Mucha’s poster designs soon became emblematic of the Art Nouveau period that flourished a decade either side of the century’s turn. With his tall posters, almost invariably featuring a sensual female figure at their centre rendered in subtle, pastel colours, the work was as distinctive as it was desirable. “He creates lots of curvaceous, whiplash lines in his designs, often from clothing, plants and flowers, and also a halo effect around the women’s faces using their swirling, abundant hair,” says Brooke.
Alongside many such posters – including an original for Bernhardt’s Gismonda – the exhibition will also feature work from Pre-Raphaelite artists who influenced Mucha, drawings, photographs, an incredibly rare relief of Bernhardt’s face fashioned into a light fitting, several commercially-made ceramic pieces based on his originals, short films and even information illustrating a lasting influence on everyone from tattoo artists to contemporary advertisers.

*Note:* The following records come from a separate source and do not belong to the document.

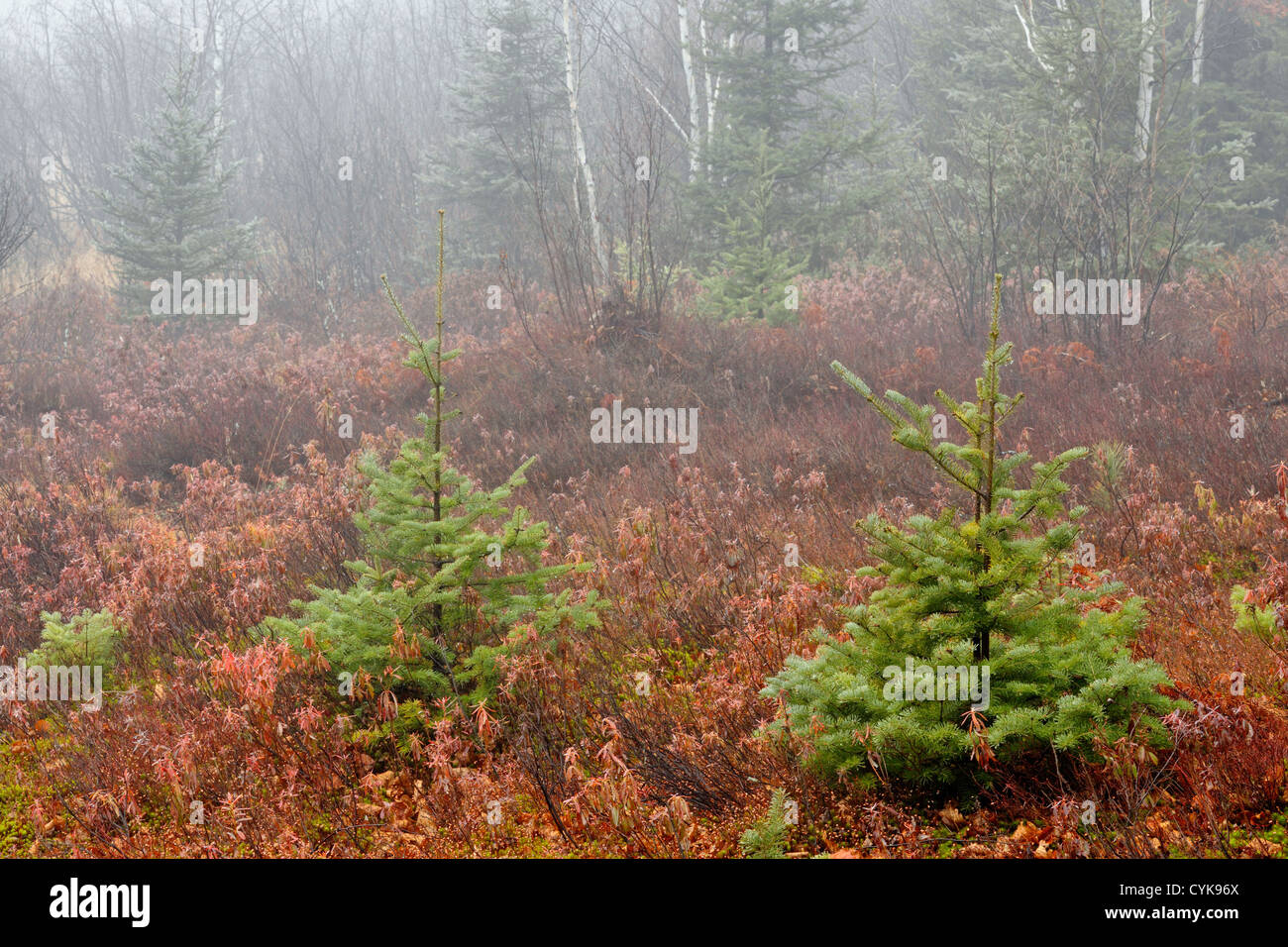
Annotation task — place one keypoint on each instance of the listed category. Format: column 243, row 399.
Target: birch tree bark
column 1145, row 91
column 691, row 82
column 1199, row 14
column 574, row 82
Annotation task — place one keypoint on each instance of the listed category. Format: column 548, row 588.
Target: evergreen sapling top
column 973, row 594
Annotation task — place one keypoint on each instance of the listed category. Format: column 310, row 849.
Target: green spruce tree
column 170, row 213
column 750, row 278
column 781, row 67
column 982, row 589
column 493, row 175
column 451, row 577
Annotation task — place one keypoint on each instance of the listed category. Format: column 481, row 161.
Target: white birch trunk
column 691, row 81
column 1145, row 93
column 571, row 77
column 1199, row 14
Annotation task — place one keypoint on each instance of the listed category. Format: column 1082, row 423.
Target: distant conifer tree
column 170, row 211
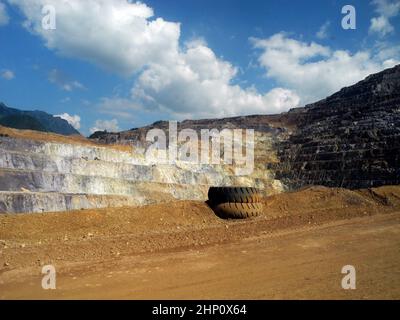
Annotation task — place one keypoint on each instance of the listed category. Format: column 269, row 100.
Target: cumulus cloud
column 386, row 9
column 7, row 74
column 190, row 80
column 115, row 34
column 323, row 31
column 186, row 81
column 118, row 107
column 57, row 77
column 4, row 18
column 315, row 71
column 73, row 120
column 108, row 125
column 199, row 84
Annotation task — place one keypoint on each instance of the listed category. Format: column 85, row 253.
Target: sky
column 119, row 64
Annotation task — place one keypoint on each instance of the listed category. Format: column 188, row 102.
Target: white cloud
column 4, row 18
column 314, row 71
column 73, row 120
column 115, row 34
column 59, row 78
column 198, row 84
column 386, row 9
column 118, row 107
column 7, row 74
column 108, row 125
column 189, row 81
column 323, row 31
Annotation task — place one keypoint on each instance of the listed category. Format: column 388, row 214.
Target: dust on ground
column 295, row 249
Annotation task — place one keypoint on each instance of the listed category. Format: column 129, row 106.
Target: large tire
column 217, row 195
column 237, row 210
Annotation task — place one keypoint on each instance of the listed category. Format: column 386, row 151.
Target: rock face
column 34, row 120
column 350, row 139
column 39, row 176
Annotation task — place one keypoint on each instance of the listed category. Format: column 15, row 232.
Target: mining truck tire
column 236, row 210
column 217, row 195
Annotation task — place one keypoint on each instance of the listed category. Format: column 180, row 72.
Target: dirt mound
column 314, row 199
column 102, row 234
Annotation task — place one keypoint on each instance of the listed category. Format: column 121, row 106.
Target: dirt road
column 296, row 257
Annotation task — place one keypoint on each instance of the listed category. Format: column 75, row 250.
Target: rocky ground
column 296, row 249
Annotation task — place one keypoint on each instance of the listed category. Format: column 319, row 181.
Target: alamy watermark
column 203, row 147
column 349, row 280
column 49, row 278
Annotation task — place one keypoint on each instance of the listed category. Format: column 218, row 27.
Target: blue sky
column 114, row 64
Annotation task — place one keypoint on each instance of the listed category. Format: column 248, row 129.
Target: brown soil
column 53, row 137
column 182, row 250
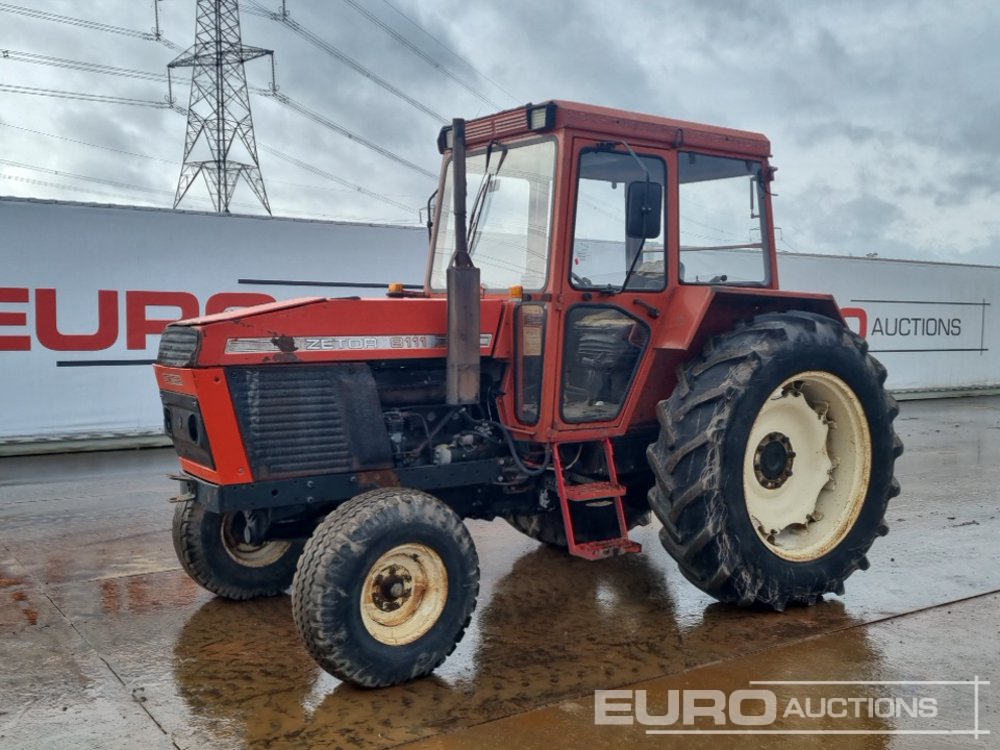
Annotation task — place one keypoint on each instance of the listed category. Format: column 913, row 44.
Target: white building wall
column 935, row 326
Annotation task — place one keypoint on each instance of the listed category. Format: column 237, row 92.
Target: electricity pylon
column 219, row 109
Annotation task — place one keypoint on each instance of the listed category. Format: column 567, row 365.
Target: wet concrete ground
column 105, row 642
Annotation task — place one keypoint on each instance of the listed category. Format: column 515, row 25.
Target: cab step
column 587, row 492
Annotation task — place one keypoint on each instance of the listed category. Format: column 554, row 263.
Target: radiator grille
column 179, row 346
column 309, row 419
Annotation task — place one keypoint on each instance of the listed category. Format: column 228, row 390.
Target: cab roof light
column 542, row 117
column 446, row 139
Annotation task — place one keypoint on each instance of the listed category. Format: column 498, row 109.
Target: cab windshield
column 510, row 222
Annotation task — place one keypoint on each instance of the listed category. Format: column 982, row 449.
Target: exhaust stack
column 463, row 292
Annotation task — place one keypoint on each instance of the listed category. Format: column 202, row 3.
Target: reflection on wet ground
column 104, row 640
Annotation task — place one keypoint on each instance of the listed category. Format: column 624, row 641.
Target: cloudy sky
column 884, row 115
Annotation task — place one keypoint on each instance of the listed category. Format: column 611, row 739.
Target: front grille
column 179, row 346
column 305, row 419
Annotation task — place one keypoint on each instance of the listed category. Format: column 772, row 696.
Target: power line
column 454, row 54
column 85, row 23
column 419, row 52
column 81, row 95
column 82, row 65
column 327, row 123
column 85, row 143
column 348, row 186
column 87, row 178
column 317, row 171
column 257, row 9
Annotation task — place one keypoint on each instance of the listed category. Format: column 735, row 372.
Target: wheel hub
column 392, row 588
column 404, row 594
column 814, row 423
column 773, row 460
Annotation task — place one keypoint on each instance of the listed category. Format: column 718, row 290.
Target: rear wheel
column 386, row 587
column 775, row 461
column 212, row 550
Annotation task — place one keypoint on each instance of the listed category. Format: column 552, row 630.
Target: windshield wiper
column 479, row 205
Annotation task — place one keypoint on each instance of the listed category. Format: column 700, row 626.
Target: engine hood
column 323, row 330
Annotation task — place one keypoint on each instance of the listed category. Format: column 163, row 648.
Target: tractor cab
column 602, row 228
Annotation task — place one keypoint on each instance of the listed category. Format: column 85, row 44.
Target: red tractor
column 600, row 334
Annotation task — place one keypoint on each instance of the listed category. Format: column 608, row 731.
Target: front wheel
column 775, row 461
column 386, row 587
column 212, row 550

It’s telling that Mucha continues to inspire commercial work because, following initial success with theatrical posters, he became in demand from companies looking to capitalise on his popularity. His designs helped advertise everything from luxury goods such as champagne and perfume to the more prosaic, such as cigarette papers and bicycle tyres. “His work is very beautiful but also very eye-catching and his posters affect people in the street, which is what a company wants from advertising,” Brooke explains. “But this also dovetailed with Mucha’s desire to create art for the people.”
His work stands the test of time, remaining both fresh and eye-catching a century on. “He devised a format and style that is still used in advertising today with things like company logos as part of the patterning and design,” says Brooke.
“You could actually claim Mucha helped create what we now call brand identity, so his legacy looks like it will continue in more ways than one.”